Have you ever worked with someone who was really effective in one role but then promoted to other roles, usually management, and ended having no idea and no real capacity to fulfil that role in a competent manner?
Chances are your answer is ‘yes’.
This is a common occurrence in many organisations where people are continually promoted until they are no longer effective in their roles – basically they rise to their level of incompetence. This is referred to as the Peter Principle which was highlighted by Dr. Laurence J. Peter in 1969.
Basically, the problem arises when the skills that makes someone successful in one role do not translate into another role on the same or next level. In hierarchical business structures, great performance is often rewarded with a promotion to the next level, often with poor outcomes for many. Instead of looking for the best management capabilities to lead and manage a team, it’s often the best technical performer, be it an engineer, lawyer, scientist or salesperson, who is given the promotion because that is the long standing tradition in many organisations. With that promotion comes movement up the hierarchy, more status, more power, more money, more prestige, and so on. These promotions are usually seen as rewards.
The Peter Principle concept has been at best anecdotal; however, there is now solid research to prove the Peter Principle is indeed valid.
What has this got to do with sales and sales management?
Everything it seems. Because the research that proved the Peter Principle came from studying sales people and their transition into sales management.
Recently, in a Harvard Business Review Article titled ‘Research: Do people really get promoted to their level of incompetence?’ the researchers examined data from 214 firms as it relates to the performance of salespeople and their managers.
They found sales the easiest and most ideal setting to test the Peter Principle because it’s easy to identify top performing salespeople and sales managers. Accessing a wide range of data they asked the following questions:
Do organisations really pass over the best potential managers by promoting the best individual contributor?
And if so, how do the organisations manage around the Peter Principle?
What they found was the following:
- Better sales performance is highly correlated to promotion into management
- Sales performance is negatively correlated with performance as a sales manager
WHAT?
Yes, when top performing salespeople are promoted to management, with each higher sales rank they have correlates with a 7.5% decline in sales performance of each of the manager’s salespeople following their promotion. This was true whether the sales manager was given their current team or put into a new team.
Yes, you read right: salespeople’s performance got worse when higher performing salespeople assumed sales management roles.
Adding to this catastrophe is giving sales managers an individual sales quota to manage as well: a hybrid sales/sales manager role. This creates so many conflicts on so many levels that sales results are severely affected.
Coupled with this, there is the lack of general business and commercial acumen in too many sales managers, beyond putting together a sales deal.
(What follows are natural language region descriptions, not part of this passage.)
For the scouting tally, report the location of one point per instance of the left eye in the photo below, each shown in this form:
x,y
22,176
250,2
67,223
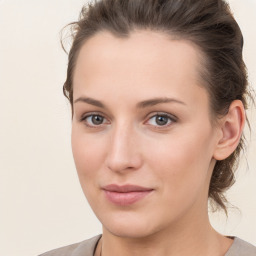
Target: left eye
x,y
94,120
160,120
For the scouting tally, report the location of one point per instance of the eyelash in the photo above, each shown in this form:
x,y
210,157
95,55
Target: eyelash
x,y
172,119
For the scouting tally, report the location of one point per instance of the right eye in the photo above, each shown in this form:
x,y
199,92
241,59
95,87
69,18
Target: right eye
x,y
94,120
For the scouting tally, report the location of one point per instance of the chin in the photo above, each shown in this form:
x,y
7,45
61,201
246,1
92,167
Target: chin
x,y
127,226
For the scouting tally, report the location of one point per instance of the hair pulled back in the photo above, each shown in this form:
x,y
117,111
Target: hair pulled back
x,y
208,24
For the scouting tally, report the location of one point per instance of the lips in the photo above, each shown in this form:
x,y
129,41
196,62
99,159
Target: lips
x,y
125,195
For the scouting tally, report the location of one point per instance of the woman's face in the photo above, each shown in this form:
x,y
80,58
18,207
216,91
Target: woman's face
x,y
142,138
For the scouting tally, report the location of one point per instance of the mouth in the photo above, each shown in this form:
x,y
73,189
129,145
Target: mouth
x,y
126,194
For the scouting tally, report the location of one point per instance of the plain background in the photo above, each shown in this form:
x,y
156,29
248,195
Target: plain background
x,y
41,203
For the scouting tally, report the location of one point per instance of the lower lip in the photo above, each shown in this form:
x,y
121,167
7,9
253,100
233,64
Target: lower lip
x,y
126,198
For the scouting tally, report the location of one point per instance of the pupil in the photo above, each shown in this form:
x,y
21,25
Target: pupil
x,y
161,120
97,119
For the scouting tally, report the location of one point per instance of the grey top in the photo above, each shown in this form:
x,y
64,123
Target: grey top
x,y
87,248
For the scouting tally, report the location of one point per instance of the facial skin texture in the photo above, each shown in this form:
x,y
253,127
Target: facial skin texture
x,y
175,160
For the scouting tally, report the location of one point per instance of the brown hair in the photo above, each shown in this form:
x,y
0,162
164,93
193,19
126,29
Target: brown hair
x,y
208,24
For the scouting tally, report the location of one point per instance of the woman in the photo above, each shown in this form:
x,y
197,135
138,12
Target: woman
x,y
158,93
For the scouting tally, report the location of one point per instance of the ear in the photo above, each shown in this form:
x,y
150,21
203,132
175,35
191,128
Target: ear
x,y
231,127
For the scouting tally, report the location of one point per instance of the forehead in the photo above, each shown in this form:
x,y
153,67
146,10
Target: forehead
x,y
144,62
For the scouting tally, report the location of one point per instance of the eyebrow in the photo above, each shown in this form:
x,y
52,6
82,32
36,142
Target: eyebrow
x,y
142,104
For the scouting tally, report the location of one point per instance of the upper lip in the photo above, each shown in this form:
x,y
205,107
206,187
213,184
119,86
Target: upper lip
x,y
125,188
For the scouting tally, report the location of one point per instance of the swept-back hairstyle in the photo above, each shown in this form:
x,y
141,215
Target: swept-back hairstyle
x,y
208,24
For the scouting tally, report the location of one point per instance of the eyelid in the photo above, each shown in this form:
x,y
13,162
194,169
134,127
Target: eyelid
x,y
88,114
172,117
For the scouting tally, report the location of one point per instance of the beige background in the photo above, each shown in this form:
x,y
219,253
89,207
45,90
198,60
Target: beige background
x,y
41,203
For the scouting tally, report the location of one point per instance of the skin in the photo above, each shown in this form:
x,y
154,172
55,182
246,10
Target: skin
x,y
129,146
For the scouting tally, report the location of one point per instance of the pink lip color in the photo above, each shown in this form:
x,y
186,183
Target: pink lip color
x,y
125,195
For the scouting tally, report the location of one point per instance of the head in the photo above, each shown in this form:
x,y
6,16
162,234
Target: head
x,y
199,44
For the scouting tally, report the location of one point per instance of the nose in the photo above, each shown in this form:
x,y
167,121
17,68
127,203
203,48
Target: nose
x,y
123,152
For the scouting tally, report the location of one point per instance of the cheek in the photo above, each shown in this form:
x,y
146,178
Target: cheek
x,y
87,152
182,162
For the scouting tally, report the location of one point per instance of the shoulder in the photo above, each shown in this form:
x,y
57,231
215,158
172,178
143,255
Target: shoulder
x,y
241,248
84,248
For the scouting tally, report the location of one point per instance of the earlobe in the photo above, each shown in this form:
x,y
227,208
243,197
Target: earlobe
x,y
231,129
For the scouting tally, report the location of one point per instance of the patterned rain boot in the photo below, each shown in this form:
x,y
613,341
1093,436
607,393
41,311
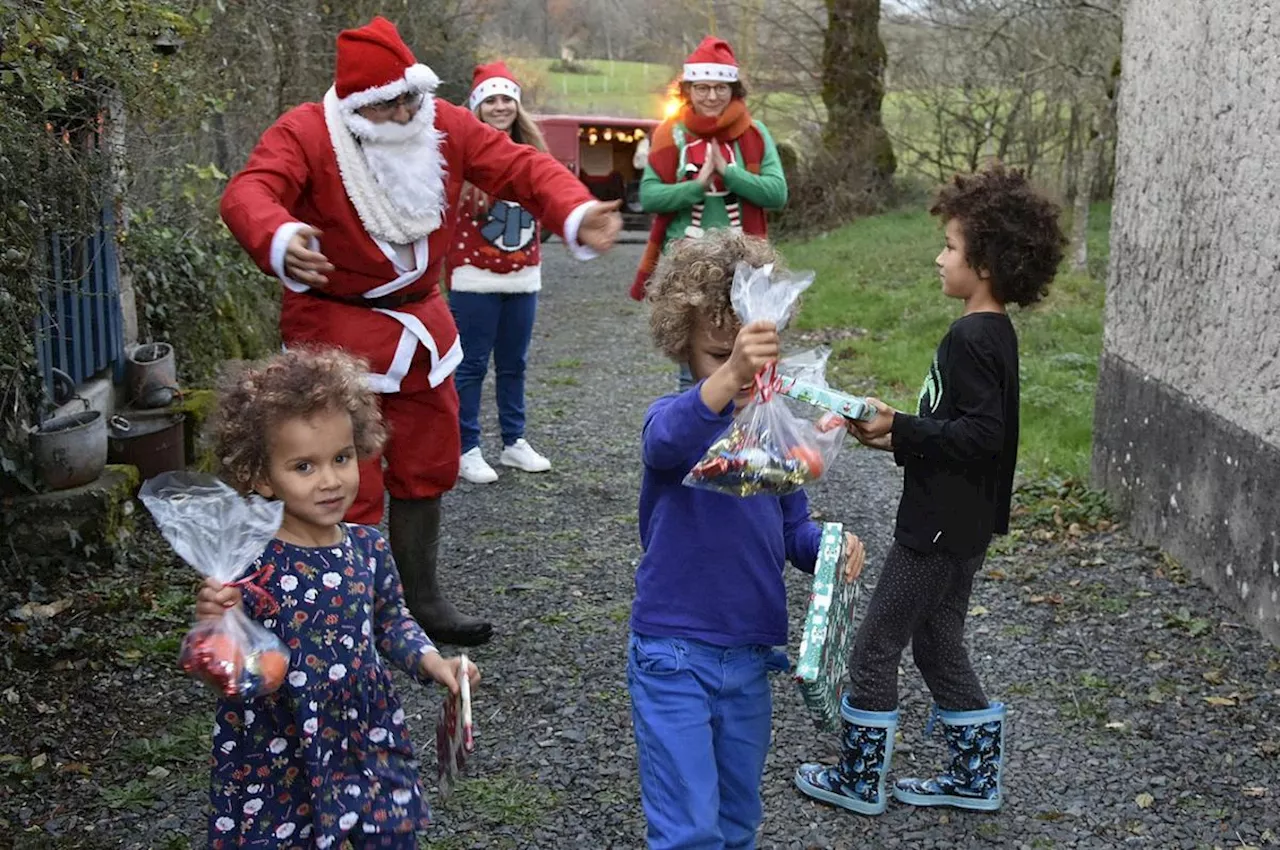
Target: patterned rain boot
x,y
858,781
977,744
They are sales savvy but not business savvy enough to work in concert with the broader business and its executives.
What’s the alternative?
There are a couple of things to consider.
First, the researchers found that those salespeople who work in a collaborative setting, often involving large complex deals, were more likely to be successful as managers. In short, collaboration positively predicts managerial quality. We’ve often pointed out that selling is a team sport. We recommend to look for those people who are collaborators and team oriented, not ‘solo’ operators.
Secondly, promote the people with the best managerial and leadership potential to the role of sales manager. Then let managers manage teams and not their own sales quotas. Give them the resources and development needed to be excellent in management. Eliminate ‘player-coach’ roles where possible. Sales managers who play the ‘super salesperson’ role create more problems than they solve.
Thirdly, find alternative ways to reward and recognise top performing salespeople instead of a promotion to management. Develop rewards that are designed to reward excellence in one’s role without changing roles. Look at lateral moves, mentoring, and so on.
Where does this leave those sales managers who are struggling to lead sales teams when they were once star sales performers?
Well, they have two choices:
- Return to what they love doing best. Selling. Many have and there is no shame in doing so. OR
- Decide that leading and managing a sales team is more important that personal sales glory. Educate yourself in the science, craft and skills of leading and managing teams and sales teams especially; develop your business acumen and read widely; become a team player, a collaborator and a coach.